La notte del 22 – continua l’artista -  non vi fu modo di prendere sonno. Breker prepara un percorso che confermi l’idea di come “lo spirito del classicismo (…) impregni l’architettura francese in modo dominante” [75] e, al tempo stesso, testimoni come la città sia permeata, grazie a Napoleone, da “un’influenza imperiale che sembrava convenire particolarmente ai piani e alle concezioni di Hitler” [76]. Il giorno dopo, arrivato a Parigi, siede nella prima macchina del corteo insieme a Hitler, Speer e Giesler. La prima tappa è una visita all’Opera, palazzo in stile neo-barocco costruito dall’architetto Charles Garnier tra 1861 e 1875. “Prima di far ingresso all’interno, facemmo il giro dell’edificio a piedi. Hitler sembrava essersi preparato minuziosamente per questa visita. Conosceva perfettamente la planimetria dell’opera, le sue misure esatte e mille altri dettagli. (…) Lo stile Secondo Impero di Garnier gli sembrava familiare. (…) L’uso della pietra in quasi tutte le sue varietà europee, la qualità dell’architettura, la riuscita apparentemente facile dell’aspetto funzionale, la concezione artistica dell’insieme lo affascinavano. Non vi era però nulla che rivelasse l’entusiasmo meravigliato di un profano. Chi parlava era un uomo per il quale tali problemi sembravano famigliari fino al minimo dettaglio” [77]. Anche Speer scrive che l’Opera fu l’edificio preferito di Hitler a Parigi e quello che egli volle esaminare con maggior cura [78].

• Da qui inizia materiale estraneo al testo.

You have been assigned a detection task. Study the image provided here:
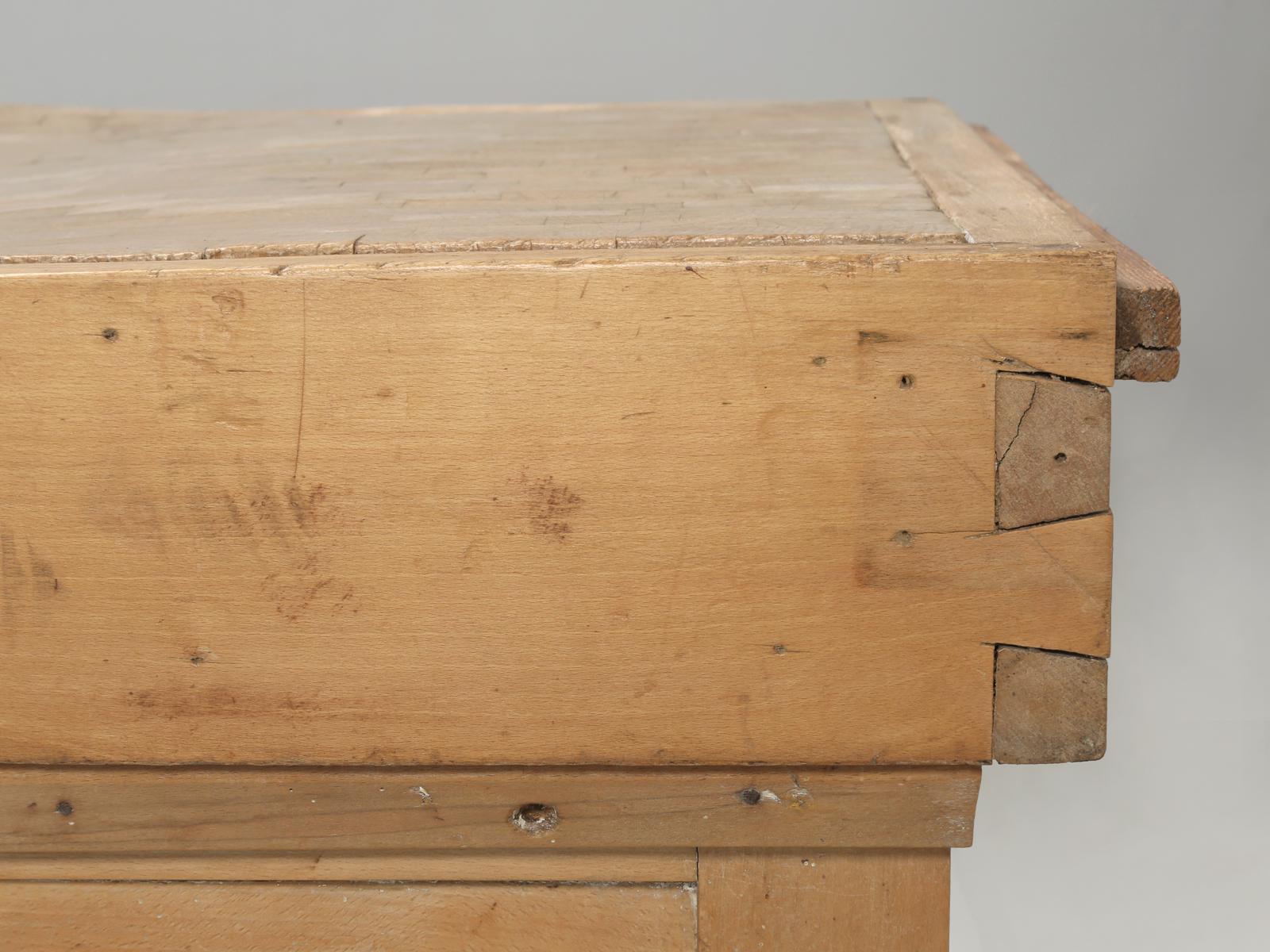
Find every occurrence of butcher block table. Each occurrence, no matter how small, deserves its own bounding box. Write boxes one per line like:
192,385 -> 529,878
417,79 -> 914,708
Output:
0,100 -> 1179,952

Il racconto di Breker continua: “Hitler sottolineò in particolare l’equilibrio d’insieme raggiunto grazie all’inserimento delle sculture. Vide in particolare nel «Gruppo della Danza» di Carpeaux un’opera geniale. Le grandi porte furono aperte, entrammo nella hall. Davanti a noi vi era lo scalone maestoso, vero e proprio capolavoro di Garnier. (…) Salimmo le scale lentamente ed entrammo nel foyer. Hitler rimase pietrificato dall’ammirazione. Il più bel teatro del mondo, esclamò in raccoglimento” [79]. Il dittatore nazista chiede poi di visitare il salone per i balletti, il palco presidenziale e altri locali.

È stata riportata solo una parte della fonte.